San Francisco’s archbishop said the “toppling and defacing” of a statue of St Junipero Serra and other statues in the city’s Golden Gate Park is the latest example of some people using the current movement against racial injustice as a reason for violence, looting and vandalism.
“The memorialisation of historic figures merits an honest and fair discussion as to how and to whom such honour should be given,” said Archbishop Salvatore J. Cordileone. “But here, there was no such rational discussion; it was mob rule, a troubling phenomenon that seems to be repeating itself throughout the country.”
The Mercury News daily newspaper reported that on the night of 19th June, a group of about 100 protesters toppled the Serra statue as well as statues of Francis Scott Key and President Ulysses S. Grant and defaced a monument to Spanish writer Miguel Cervantes, author of Don Quixote.
‘Police were called to the area just after 8pm, and said people in the group threw objects at the officers. The crowd dispersed around 9:30pm with no arrests or reports of injuries,’ according to the paper.

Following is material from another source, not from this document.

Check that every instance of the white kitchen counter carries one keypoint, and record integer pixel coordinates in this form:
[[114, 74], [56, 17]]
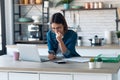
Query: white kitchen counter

The protesters’ action are being repeated around the country as demonstrators in a number of US cities topple statues of Confederate generals and other figures from US history that they consider monuments to white supremacy.
“What is happening to our society?” asked Archbishop Cordileone. “A renewed national movement to heal memories and correct the injustices of racism and police brutality in our country has been hijacked by some into a movement of violence, looting and vandalism.”
Picture: A vandalised statue of St Junipero Serra in San Francisco is seen on 19th June 2020. The Spanish Franciscan founded several missions in what is now California. (CNS photo/David Zandman via Reuters).